Com o Carnaval se aproximando, a ocupação dos imóveis de curta temporada atinge o pico do ano. Mais reservas, mais circulação de pessoas, menos tempo entre check-out e check-in. Para quem investe em Airbnb, esse é o momento de maior faturamento, mas também de maior risco operacional. E quase sempre o prejuízo que aparece depois do feriado já estava sendo construído muito antes dele começar.
Mobiliar um estúdio para short stay significa montar uma cadeia invisível de ativos. Geladeira, cooktop, ar-condicionado, sofá, televisão, air fryer, micro-ondas, luminárias, colchões. Em um único imóvel, não é difícil chegar a 15 ou 20 itens com nota fiscal, garantia e necessidades de manutenção distintas. Em períodos normais, a desorganização já custa caro. Em feriados prolongados como o Carnaval, ela vira um multiplicador de problemas.
O primeiro ponto de atenção é a garantia. Durante o Carnaval, o uso dos equipamentos dispara. Ar-condicionado ligado o dia inteiro, eletrodomésticos funcionando em sequência, maior desgaste geral. Se algo quebra nesse período e a garantia venceu semanas antes sem que o proprietário percebesse, o que poderia ser resolvido com o fabricante vira gasto emergencial, muitas vezes com reposição imediata para não perder reservas futuras.
A manutenção preventiva é o segundo ponto crítico. Filtros de ar-condicionado sujos, geladeiras mal reguladas, colchões deformados ou eletrodomésticos que já vinham dando sinais de falha tendem a colapsar justamente quando a demanda é máxima. Ignorar manutenção reduz a vida útil dos bens, aumenta o consumo de energia e eleva o risco de falhas em cadeia em um momento em que não há margem para improviso.

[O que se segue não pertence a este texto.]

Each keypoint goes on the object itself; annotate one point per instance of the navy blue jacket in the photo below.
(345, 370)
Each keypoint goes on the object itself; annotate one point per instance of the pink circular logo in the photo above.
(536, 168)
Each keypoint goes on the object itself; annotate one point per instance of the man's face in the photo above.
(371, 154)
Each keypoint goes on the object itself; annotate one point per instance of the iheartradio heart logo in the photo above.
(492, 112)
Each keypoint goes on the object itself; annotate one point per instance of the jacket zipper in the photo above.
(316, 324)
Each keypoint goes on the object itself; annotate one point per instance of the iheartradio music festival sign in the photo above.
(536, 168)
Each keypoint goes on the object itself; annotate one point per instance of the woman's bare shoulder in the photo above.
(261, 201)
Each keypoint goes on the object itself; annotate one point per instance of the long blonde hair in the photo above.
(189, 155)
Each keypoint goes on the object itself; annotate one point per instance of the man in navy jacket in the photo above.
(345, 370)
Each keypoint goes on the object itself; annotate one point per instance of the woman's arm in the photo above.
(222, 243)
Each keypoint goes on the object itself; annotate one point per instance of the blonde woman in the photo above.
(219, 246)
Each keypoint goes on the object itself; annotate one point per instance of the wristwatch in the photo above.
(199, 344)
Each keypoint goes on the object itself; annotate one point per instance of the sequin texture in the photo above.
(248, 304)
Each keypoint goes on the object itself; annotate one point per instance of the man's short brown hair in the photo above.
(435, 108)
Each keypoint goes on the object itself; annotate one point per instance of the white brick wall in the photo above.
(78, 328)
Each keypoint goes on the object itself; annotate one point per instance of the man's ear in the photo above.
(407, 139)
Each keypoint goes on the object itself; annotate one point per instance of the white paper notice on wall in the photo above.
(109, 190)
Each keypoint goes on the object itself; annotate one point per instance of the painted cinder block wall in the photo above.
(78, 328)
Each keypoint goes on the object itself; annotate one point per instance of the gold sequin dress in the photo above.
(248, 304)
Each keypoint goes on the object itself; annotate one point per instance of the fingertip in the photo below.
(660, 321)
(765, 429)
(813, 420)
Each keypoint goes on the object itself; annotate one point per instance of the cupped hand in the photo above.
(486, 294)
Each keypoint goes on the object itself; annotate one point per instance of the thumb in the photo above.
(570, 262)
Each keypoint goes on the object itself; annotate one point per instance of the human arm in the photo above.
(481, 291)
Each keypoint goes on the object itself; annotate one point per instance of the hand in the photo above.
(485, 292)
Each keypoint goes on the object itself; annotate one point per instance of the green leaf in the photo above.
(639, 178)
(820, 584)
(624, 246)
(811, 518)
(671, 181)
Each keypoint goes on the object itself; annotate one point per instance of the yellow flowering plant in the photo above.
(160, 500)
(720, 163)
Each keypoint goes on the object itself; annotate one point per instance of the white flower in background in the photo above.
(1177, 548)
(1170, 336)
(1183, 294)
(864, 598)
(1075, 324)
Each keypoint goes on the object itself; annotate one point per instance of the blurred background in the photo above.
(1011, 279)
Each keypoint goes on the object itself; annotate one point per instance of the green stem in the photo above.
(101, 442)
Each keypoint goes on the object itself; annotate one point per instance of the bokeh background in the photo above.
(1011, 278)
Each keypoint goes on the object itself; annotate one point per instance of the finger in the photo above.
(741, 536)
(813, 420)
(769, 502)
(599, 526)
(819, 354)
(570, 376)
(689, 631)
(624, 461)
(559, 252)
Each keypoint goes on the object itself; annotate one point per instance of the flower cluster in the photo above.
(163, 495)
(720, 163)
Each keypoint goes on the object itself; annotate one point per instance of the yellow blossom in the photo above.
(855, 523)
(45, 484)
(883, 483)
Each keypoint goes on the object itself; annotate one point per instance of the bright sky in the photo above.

O impacto vai além do custo direto. Carnaval é período de avaliação intensa. Hóspedes exigem conforto, silêncio à noite, equipamentos funcionando perfeitamente. Um ar-condicionado barulhento, um micro-ondas que não aquece direito ou uma TV com defeito não são vistos como incidentes isolados, mas como falta de cuidado do anfitrião. Avaliações negativas nesse período afetam a taxa de ocupação dos meses seguintes.
Outro ponto sensível é a falta de rastreabilidade. Em imóveis com alta rotatividade, é comum não se saber exatamente qual equipamento está em qual apartamento, quando foi comprado, se já passou por assistência ou se ainda está coberto por garantia. Durante o Carnaval, essa desorganização cobra seu preço. O proprietário perde tempo, toma decisões às pressas e gasta mais do que deveria para resolver problemas simples.
Quando a operação cresce e envolve múltiplos imóveis, o cenário se agrava. O dono já não consegue comprovar histórico dos bens, não sabe quais itens já foram trocados e perde completamente a previsibilidade de custos. Em um mercado onde margem, reputação e escala caminham juntas, isso compromete a sustentabilidade do negócio.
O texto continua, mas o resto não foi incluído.